Apung sudah menanyakan langsung terkait hal ini kepada T. Jawabannya, T mengakui telah mengganti enam TKK yang direkomendasikan Dinas Perkim lantaran saat diverifikasi tidak mengangkat telepon. Atas inisiatif T, akhirnya keenam orang yang baru dimasukkan dalam daftar calon TKK meski tidak mengantongi rekomendasi Dinas Perkim. T mengakui apa yang dilakukannya maladministrasi dan sebuah kekhilafan.
"Yang bersangkutan (T) sudah mengakui salah dan khilaf. Dia diberi sanksi, bukan hanya lisan tapi juga administrasi. Kalau ada informasi jual beli atau setoran uang dari TKK ke T, itu bukan urusan dinas dan di luar sepengetahuan kami," ucapnya.

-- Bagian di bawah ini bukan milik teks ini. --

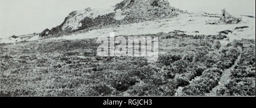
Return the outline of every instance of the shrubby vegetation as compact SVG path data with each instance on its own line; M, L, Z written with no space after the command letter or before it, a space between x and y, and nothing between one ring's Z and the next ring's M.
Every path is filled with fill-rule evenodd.
M255 95L254 41L221 46L213 40L162 39L155 63L144 57L98 57L95 39L3 44L0 95L175 95L181 88L183 95L204 95L241 51L231 80L218 95Z

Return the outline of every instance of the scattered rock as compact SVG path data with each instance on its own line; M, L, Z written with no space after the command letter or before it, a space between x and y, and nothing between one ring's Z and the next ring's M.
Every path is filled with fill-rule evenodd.
M235 18L228 13L225 9L221 10L222 14L220 16L219 22L224 24L236 24L242 21L241 18Z
M238 30L238 29L243 29L245 28L248 28L248 26L242 26L242 27L236 27L235 30Z
M231 30L224 30L224 31L221 31L218 33L220 34L220 35L221 35L221 34L228 35L229 33L232 33L232 32L233 32L233 31Z
M13 59L13 58L12 56L9 56L9 55L6 55L5 56L1 56L1 58L3 58L3 59L7 59L7 60L10 59Z
M195 33L199 33L199 31L193 31L193 32L195 32Z
M67 63L67 64L72 64L72 62L70 60L68 60L68 61L66 61L66 63Z
M61 68L61 65L60 65L60 64L58 64L57 65L54 66L54 68Z

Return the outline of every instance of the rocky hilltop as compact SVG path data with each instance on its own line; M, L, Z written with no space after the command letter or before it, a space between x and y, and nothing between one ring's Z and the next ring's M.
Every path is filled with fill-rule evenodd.
M105 10L90 7L71 13L63 23L51 30L53 34L112 27L122 24L169 18L183 13L166 0L124 0Z

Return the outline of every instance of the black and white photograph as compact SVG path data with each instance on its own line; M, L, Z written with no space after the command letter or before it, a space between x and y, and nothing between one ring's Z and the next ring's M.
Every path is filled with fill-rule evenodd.
M254 0L0 0L0 97L255 97L255 13Z

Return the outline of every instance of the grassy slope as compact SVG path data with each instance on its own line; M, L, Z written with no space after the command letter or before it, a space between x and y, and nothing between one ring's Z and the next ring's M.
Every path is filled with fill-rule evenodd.
M218 51L211 38L157 36L164 38L151 64L96 56L96 39L1 44L0 95L174 95L179 86L181 95L204 95L217 85L221 73L216 70L230 68L239 55L234 45Z

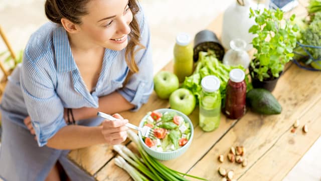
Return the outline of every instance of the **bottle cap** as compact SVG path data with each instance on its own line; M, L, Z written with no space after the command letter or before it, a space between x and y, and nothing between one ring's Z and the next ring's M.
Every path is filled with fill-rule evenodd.
M176 43L181 46L187 46L191 43L191 36L186 33L181 33L176 37Z
M216 91L220 88L221 81L216 76L209 75L202 79L201 85L205 92L213 92Z
M244 80L245 73L240 69L234 69L230 72L230 80L234 82L241 82Z

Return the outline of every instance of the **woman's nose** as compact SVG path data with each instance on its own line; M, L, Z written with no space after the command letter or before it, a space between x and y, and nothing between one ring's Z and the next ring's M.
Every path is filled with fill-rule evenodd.
M129 22L130 23L130 22ZM119 25L118 27L117 31L120 34L128 35L130 33L130 27L129 27L129 23L125 18L123 18L120 21Z

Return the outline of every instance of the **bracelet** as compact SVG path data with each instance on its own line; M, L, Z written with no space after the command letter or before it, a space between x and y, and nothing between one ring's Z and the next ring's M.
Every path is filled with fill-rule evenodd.
M67 117L68 118L68 124L70 124L70 119L69 119L69 112L70 111L70 110L69 108L67 109Z
M71 118L72 118L72 123L73 124L76 124L76 121L75 121L75 118L74 118L74 114L72 113L72 109L69 108L70 109L70 113L71 113Z

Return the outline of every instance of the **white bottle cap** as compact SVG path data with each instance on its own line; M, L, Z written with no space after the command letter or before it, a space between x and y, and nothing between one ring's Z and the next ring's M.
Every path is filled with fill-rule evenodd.
M176 37L176 43L181 46L187 46L191 42L191 36L186 33L181 33Z
M216 76L208 75L202 79L201 85L205 92L213 92L216 91L220 88L221 81Z
M240 69L234 69L230 72L230 80L234 82L241 82L244 80L245 73Z

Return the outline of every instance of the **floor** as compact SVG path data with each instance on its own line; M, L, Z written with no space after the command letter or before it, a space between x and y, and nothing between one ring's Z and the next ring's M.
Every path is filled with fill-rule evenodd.
M194 36L233 0L141 0L151 32L154 72L173 57L176 35ZM44 0L0 0L0 22L14 50L24 49L30 35L47 21ZM0 53L6 47L0 41ZM319 138L283 181L321 180L321 138Z

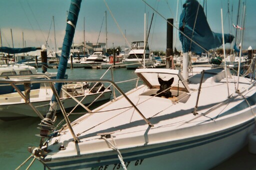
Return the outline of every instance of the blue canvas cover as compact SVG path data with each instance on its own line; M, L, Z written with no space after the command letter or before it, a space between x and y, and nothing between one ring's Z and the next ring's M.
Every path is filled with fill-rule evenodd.
M198 8L199 5L199 8ZM196 16L196 13L198 14ZM194 24L196 19L196 22ZM218 47L222 44L222 34L212 32L208 24L204 8L196 0L186 0L180 18L180 30L206 50ZM234 36L224 34L224 42L230 43ZM184 52L206 52L203 49L180 32Z
M26 48L10 48L7 47L0 47L0 52L5 52L9 54L18 54L24 52L34 51L38 49L41 49L41 48L37 47L26 47Z
M57 79L64 79L65 77L68 60L68 59L70 49L73 41L81 2L82 0L71 0L67 20L71 21L74 24L74 26L69 23L66 24L66 34L62 46L62 56L60 58L60 64L56 78ZM62 83L56 83L55 84L55 88L58 95L60 93L62 87ZM54 95L52 96L52 101L57 101Z

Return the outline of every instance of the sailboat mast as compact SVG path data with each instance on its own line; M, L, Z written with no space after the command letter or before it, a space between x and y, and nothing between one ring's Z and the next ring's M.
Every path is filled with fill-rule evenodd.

Sementara Bupati Bandung Barat Aa Umbara Sutisna mengatakan, jika persoalan TKK urusan teknis di dinas masing-masing. Soal adanya manipulasi data atau ada yang menyetorkan uang karena dijanjikan bisa masuk jadi TKK, dirinya tidak mengetahui. Ketika muncul masalah, maka harus diselesaikan dan oknum yang bermainnya mesti bertanggung jawab.
"TKK itu urusan teknis di dinas, bapak tidak tahu. Tapi kalau ada yang bermain oknumnya kejar, harus tanggung jawab. Bapak tidak mau ada ASN yang menjanjikan bisa masukin TKK, kan sudah ada contoh (ASN ditangkap). Itu harus jadi pelajaran," katanya.